Background: The link between deprivation and health is well established. However, recent research has highlighted the existence of a 'Scottish effect', a term used to describe the higher levels of poor health experienced in Scotland over and above that explained by socio-economic circumstances. Evidence of this 'excess' being concentrated in West Central Scotland has led to discussion of a more specific 'Glasgow effect'. However, within the UK, Glasgow is not alone in experiencing relatively high levels of poor health and deprivation; Liverpool and Manchester are two other cities which also stand out in this regard. Previous analyses of this 'effect' were also constrained by limitations of data and geography.
Objectives: To establish whether there is evidence of a so-called 'Glasgow effect': (1) even when compared with its two most similar and comparable UK cities; and (2) when based on a more robust and spatially sensitive measure of deprivation than was previously available to researchers.
Study design and methods: Rates of 'income deprivation' (a measure very highly correlated with the main UK indices of multiple deprivation) were calculated for small areas (average population size: 1600) in Glasgow, Liverpool and Manchester. All-cause and cause-specific standardized mortality ratios were calculated for Glasgow relative to Liverpool and Manchester, standardizing for age, gender and income deprivation decile. In addition, a range of historical census and mortality data were analysed.

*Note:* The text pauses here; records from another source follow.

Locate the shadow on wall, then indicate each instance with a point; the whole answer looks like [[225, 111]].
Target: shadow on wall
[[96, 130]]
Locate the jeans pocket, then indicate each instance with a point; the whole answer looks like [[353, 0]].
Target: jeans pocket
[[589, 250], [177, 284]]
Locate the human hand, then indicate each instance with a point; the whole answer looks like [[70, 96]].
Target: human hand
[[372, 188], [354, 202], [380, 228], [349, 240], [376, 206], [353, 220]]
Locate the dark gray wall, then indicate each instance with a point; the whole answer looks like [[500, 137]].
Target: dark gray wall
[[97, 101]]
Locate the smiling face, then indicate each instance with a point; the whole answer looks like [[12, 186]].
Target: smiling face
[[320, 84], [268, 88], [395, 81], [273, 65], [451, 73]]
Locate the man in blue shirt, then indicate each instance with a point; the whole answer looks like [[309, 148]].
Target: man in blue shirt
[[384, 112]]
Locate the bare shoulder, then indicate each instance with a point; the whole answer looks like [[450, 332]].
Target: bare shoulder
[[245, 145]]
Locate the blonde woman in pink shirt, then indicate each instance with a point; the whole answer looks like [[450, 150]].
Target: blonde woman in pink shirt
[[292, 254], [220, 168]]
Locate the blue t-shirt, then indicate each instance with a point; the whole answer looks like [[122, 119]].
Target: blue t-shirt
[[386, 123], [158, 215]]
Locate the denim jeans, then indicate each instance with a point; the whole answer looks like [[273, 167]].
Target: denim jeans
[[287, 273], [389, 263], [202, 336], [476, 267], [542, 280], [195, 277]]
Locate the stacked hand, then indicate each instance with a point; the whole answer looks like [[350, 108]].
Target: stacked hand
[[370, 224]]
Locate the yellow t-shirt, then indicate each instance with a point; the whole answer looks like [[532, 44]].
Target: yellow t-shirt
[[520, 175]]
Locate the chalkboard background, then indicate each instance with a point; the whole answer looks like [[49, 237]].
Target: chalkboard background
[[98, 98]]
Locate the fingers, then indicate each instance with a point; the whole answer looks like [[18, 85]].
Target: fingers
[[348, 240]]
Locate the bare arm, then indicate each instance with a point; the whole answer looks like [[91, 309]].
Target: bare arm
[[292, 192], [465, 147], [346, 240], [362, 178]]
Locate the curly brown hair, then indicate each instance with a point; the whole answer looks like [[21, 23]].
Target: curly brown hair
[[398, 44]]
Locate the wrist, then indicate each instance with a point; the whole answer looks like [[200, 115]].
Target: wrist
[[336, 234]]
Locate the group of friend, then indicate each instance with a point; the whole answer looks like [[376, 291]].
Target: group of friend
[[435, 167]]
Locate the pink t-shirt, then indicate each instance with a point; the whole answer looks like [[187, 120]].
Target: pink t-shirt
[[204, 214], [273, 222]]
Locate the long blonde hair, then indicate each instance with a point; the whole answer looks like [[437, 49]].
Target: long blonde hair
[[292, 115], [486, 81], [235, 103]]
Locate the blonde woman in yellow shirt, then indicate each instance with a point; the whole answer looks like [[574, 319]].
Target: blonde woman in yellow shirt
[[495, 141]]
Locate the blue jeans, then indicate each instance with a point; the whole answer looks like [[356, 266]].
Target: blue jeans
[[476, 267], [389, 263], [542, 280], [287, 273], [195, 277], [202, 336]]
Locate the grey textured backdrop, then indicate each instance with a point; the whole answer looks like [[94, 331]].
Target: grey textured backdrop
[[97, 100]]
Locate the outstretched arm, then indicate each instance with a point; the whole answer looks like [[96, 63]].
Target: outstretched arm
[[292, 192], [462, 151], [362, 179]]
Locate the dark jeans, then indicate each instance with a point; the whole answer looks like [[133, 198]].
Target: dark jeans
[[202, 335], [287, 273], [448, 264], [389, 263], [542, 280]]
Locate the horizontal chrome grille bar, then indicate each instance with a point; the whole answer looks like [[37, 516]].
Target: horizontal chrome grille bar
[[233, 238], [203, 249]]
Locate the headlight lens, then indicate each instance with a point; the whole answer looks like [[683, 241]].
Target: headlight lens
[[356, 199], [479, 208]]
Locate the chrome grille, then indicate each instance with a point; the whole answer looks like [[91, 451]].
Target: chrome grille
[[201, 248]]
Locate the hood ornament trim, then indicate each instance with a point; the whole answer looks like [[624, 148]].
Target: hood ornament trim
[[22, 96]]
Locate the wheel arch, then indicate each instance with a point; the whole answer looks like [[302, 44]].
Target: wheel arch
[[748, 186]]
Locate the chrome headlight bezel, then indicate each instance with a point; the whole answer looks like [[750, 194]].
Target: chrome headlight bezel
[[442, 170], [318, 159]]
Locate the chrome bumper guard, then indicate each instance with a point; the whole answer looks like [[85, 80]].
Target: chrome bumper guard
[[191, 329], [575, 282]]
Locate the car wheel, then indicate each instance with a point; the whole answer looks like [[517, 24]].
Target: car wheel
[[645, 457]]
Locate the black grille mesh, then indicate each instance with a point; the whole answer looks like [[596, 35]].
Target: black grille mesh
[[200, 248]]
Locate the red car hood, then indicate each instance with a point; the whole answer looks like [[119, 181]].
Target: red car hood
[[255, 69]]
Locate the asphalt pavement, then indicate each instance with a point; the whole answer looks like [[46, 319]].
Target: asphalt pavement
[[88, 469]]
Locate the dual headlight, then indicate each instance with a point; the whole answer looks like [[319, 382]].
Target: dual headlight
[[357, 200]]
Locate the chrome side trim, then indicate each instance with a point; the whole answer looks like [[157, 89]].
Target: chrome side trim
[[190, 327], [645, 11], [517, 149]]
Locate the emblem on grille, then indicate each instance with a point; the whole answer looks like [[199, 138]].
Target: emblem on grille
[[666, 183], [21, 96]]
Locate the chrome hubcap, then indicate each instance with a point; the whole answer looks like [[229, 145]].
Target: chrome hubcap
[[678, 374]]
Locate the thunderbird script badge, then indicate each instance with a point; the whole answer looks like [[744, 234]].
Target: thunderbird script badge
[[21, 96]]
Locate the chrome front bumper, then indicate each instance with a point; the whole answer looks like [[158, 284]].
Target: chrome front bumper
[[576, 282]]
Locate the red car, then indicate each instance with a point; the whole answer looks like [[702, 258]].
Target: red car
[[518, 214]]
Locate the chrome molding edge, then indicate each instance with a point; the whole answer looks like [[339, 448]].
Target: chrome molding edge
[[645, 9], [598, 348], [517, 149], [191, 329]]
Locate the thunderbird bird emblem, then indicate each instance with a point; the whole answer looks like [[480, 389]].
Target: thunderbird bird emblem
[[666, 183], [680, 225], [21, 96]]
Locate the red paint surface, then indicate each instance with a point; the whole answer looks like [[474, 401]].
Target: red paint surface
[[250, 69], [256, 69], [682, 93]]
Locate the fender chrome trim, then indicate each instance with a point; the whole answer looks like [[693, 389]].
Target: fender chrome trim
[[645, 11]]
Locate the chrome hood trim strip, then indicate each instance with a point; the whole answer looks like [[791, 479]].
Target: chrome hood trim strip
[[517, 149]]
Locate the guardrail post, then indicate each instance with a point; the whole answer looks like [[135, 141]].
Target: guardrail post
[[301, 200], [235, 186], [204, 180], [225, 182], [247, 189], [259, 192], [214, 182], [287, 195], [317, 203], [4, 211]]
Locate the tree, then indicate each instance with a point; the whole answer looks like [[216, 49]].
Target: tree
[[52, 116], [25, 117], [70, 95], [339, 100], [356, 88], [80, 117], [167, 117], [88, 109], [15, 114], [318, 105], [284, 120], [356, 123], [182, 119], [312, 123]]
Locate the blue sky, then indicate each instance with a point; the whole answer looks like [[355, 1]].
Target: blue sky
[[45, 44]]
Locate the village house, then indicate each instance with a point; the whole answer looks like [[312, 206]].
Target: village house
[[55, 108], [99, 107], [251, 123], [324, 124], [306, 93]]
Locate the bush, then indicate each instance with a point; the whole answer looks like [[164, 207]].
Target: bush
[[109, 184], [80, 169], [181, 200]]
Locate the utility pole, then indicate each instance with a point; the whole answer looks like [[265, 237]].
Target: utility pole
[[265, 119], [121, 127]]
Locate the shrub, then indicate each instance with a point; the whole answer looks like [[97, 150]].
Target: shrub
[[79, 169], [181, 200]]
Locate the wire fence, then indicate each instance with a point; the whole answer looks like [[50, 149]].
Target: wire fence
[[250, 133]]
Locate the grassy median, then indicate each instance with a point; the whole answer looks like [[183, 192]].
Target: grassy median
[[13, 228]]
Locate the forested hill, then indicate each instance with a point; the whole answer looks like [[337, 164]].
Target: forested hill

Results: The deprivation profiles of Glasgow, Liverpool and Manchester are almost identical. Despite this, premature deaths in Glasgow are more than 30% higher, with all deaths approximately 15% higher. This 'excess' mortality is seen across virtually the entire population: all ages (except the very young), both males and females, in deprived and non-deprived neighbourhoods. For premature mortality, standardized mortality ratios tended to be higher for the more deprived areas (particularly among males), and approximately half of 'excess' deaths under 65 years of age were directly related to alcohol and drugs. Analyses of historical data suggest that it is unlikely that the deprivation profile of Glasgow has changed significantly relative to Liverpool and Manchester in recent decades; however, the mortality gap appears to have widened since the early 1970s, indicating that the 'effect' may be a relatively recent phenomenon.
Conclusion: While deprivation is a fundamental determinant of health and, therefore, an important driver of mortality, it is only one part of a complex picture. As currently measured, deprivation does not explain the higher levels of mortality experienced by Glasgow in relation to two very similar UK cities. Thus, additional explanations are required.